Jusqu’à 128 000 euros, livraison en septembre
Trois versions coexistent. Le U1 Lite se limite à un demi-buste, le U1 Pro offre un corps entier, et le U1 Ultra vise les mouvements les plus dynamiques. Les prix démarrent à 119 800 yuans, environ 14 000 euros, et grimpent jusqu’à 990 000 yuans pour le modèle haut de gamme, soit près de 128 000 euros. Les premiers exemplaires masculins mesurent 1,83 mètre, les féminins 1,69 mètre, pour un poids réduit de moitié par rapport à un humain.
UBTech n’est pas un inconnu. Cotée à Hong Kong, l’entreprise fabrique déjà des robots Walker et a testé ses machines dans des usines et des postes-frontières. Les premières livraisons de l’U1 sont annoncées pour le 16 septembre. D’ici là, les 13 361 commandes enregistrées le jour du lancement restent des promesses sur le papier.
Quatre-vingt-dix millions d’adultes seuls
UBTech avance une raison, et des chiffres qui parlent d’eux-mêmes. En Chine, plus de 90 millions d’adultes vivent seuls et 118 millions de personnes âgées sont des « nids vides », sans enfant au foyer. L’entreprise estime qu’entre 10 et 20 % des personnes isolées répondent aux critères cliniques d’un trouble mental.
Le problème dépasse la Chine. En 2023, l’Organisation mondiale de la santé a rangé la solitude parmi les grandes menaces sanitaires et lancé une commission sur le lien social. En France, l’INSEE observe que les ménages d’une seule personne sont devenus les plus nombreux du pays. Un marché existe donc, immense, et UBTech compte s’y installer avant les autres. Le Japon avait défriché le terrain il y a longtemps, avec le petit phoque thérapeutique Paro ou le robot câlin Lovot. Aucun n’affichait ce visage d’adulte grandeur nature.
Le visage d’un proche disparu
C’est la partie qui dérange. Dans le cadre d’un programme caritatif, UBTech prévoit d’offrir 100 robots personnalisés en 2026 à des publics fragiles : enfants séparés de leurs parents, personnes âgées isolées, familles en difficulté. Chaque unité pourra recourir à une reconstruction faciale en 3D et à un clonage de la voix pour recréer une personne précise.
Autrement dit, le robot peut porter le visage et la voix d’un proche disparu.

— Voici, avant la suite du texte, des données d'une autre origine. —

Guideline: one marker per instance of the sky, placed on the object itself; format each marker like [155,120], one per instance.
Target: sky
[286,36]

L’idée n’est pas neuve, et elle inquiète. En 2024, des éthiciens de l’université de Cambridge alertaient déjà sur les « deadbots », ces avatars de défunts qui risquent d’enfermer les vivants dans un deuil sans fin. S’ajoute le vieux malaise de la « vallée dérangeante » décrit dès 1970 par le roboticien Masahiro Mori : plus une machine nous ressemble sans être tout à fait humaine, plus elle nous met mal à l’aise. Consciente de ces craintes, l’entreprise promet un traitement des données « en local d’abord », avec un recours minimal au cloud et des protections matérielles gérées par l’utilisateur.
La course aux humanoïdes s’emballe
UBTech ne court pas seule. Tesla peaufine son Optimus, l’américain Figure enchaîne les levées de fonds, la start-up 1X vend son Neo pour la maison, et Unitree casse les prix avec des humanoïdes à quelques milliers d’euros. Boston Dynamics a converti son Atlas à l’électrique, Agility Robotics glisse ses Digit dans les entrepôts, et Pékin a fait des robots humains une priorité industrielle nationale. La plupart de ces machines visent l’usine, l’entrepôt ou les corvées domestiques. Le pari d’UBTech est différent : miser sur la peau, le regard et la conversation, quitte à s’aventurer sur le terrain glissant des sentiments.
Le 16 septembre dira si un visage de silicone et un modèle de langage suffisent à tenir compagnie. Il faudra aussi voir si la fameuse lecture des émotions résiste hors des démonstrations soignées, et comment les régulateurs réagiront à des androïdes capables d’emprunter les traits d’un vivant, ou d’un mort.